Innovative program, funded by UnitedHealthcare, aims for better health outcomes, quality care at reduced costs
Swope Health today announced the launch of a program to demonstrate the effectiveness of integrated care, a model that teams primary care with behavioral healthcare and community resources.
The program adopts the principles of the Primary Care Behavioral Health Consultation Model, which creates a team for patient care. In the team, primary care providers work hand-in-hand with behavioral health consultants and community health workers. The team approach pays special attention to social determinants of health, such as housing, transportation, food security and other challenges while supporting primary and behavioral healthcare.
“We know the challenges our patients face – in housing, schools, jobs, transportation, access to food, for example – produce negative health effects that can last a lifetime,” said Jeron Ravin, J.D., president and CEO of Swope Health. “Swope Health is demonstrating that health policy can be changed to address all facets of health equity. We will validate a model practice that integrates medical care, behavioral healthcare and social support resources for our patients.”

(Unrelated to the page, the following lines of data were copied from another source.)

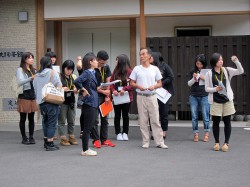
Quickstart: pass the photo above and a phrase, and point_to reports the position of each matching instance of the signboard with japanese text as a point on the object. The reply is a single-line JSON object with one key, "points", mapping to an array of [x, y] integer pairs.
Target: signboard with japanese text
{"points": [[9, 104], [11, 54]]}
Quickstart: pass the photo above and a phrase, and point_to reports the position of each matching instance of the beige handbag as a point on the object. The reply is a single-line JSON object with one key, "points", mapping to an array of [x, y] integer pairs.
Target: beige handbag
{"points": [[51, 94]]}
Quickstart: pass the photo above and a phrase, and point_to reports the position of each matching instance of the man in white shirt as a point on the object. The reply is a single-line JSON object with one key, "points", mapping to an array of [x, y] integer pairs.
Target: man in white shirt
{"points": [[146, 78]]}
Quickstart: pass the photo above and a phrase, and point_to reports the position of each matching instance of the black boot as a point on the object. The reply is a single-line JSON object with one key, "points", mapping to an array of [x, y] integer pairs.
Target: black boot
{"points": [[25, 141], [50, 146], [45, 142], [32, 140]]}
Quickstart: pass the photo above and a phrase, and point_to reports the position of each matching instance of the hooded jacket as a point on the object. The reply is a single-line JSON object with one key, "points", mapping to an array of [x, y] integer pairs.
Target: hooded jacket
{"points": [[229, 73], [43, 78]]}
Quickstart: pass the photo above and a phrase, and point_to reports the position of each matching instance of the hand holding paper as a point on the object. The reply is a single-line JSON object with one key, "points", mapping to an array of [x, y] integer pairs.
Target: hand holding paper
{"points": [[109, 83]]}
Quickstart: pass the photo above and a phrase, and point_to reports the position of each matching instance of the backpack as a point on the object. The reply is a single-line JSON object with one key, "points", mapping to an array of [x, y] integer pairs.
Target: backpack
{"points": [[15, 88]]}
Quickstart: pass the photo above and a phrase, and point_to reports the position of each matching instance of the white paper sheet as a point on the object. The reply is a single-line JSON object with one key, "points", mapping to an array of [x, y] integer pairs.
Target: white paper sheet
{"points": [[109, 83], [163, 95], [203, 72]]}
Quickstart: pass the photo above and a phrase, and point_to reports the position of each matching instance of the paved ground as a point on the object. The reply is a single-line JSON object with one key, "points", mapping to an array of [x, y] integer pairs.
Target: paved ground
{"points": [[184, 164]]}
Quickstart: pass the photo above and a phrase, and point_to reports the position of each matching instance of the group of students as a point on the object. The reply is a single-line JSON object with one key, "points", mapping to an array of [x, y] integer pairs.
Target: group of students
{"points": [[214, 98], [152, 73]]}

The program is funded by a grant of $80,000 from UnitedHealthcare. Over the course of the year-long program, Swope Health will track the health metrics to demonstrate improvement. There is significant research to indicate the model can improve health outcomes by addressing mental health issues and support behavior changes to improve treatment of chronic disease.
“We fully support a whole-person care model that increases member engagement, fills gaps in care and develops personalized health goals. When we all work together, we can help people get the right care from the right provider at the right time, which all leads to better health,” said Jamie Bruce, CEO, UnitedHealthcare Community Plan of Missouri.
“This model reduces the stigma surrounding mental health and makes it easier to address social and mental health needs with a team-based care approach embedded in primary care,” said Dr. Naiomi Jamal, Swope Health chief quality officer. “With a team approach, we can assist patients with Medicaid enrollment or securing transportation or food resources, as well as providing counseling and medical care. It all happens in the same visit, in the same location.”
The program is a continuation of Swope Health’s steady integration of services, first initiated in 2014 with a grant from the Health Resources and Services Administration, and then expanded in 2018 and 2019.
Here’s how it works: when a patient comes for a visit, in addition to the usual conversation about how the patient is feeling, the clinical team also asks about social factors that can impact health – such as access to food, housing and transportation. Other questions explore behaviors, for example, is there a need for improved adherence to chronic disease management regimens or learning coping skills to better manage anxiety and depression? If a need is identified, a member of the team – a community health worker or behavioral health consultant – offers services on site, often during the same visit.
The model is designed to benefit all participants: patients, providers and insurers. The patients receive improved access to care and resources. The insurers benefit from reduced cost of care through fewer emergency room visits and hospitalizations. And providers benefit by having better workload management and support.
“We are changing the way we look after our patients at Swope Health,” said Dr. Jamal. “We are taking away barriers. If there’s a need, we will provide help.”
The Integrated Care Team, under the direction of Dr. Naiomi Jamal (far right), includes the Swope Health Independence medical team as well as a community health worker and a behavioral health consultant.
Dr. Jamal (far right) consults with the Community Health Worker and Behavioral Health Consultant every morning to review integrated care plans for the day’s patients.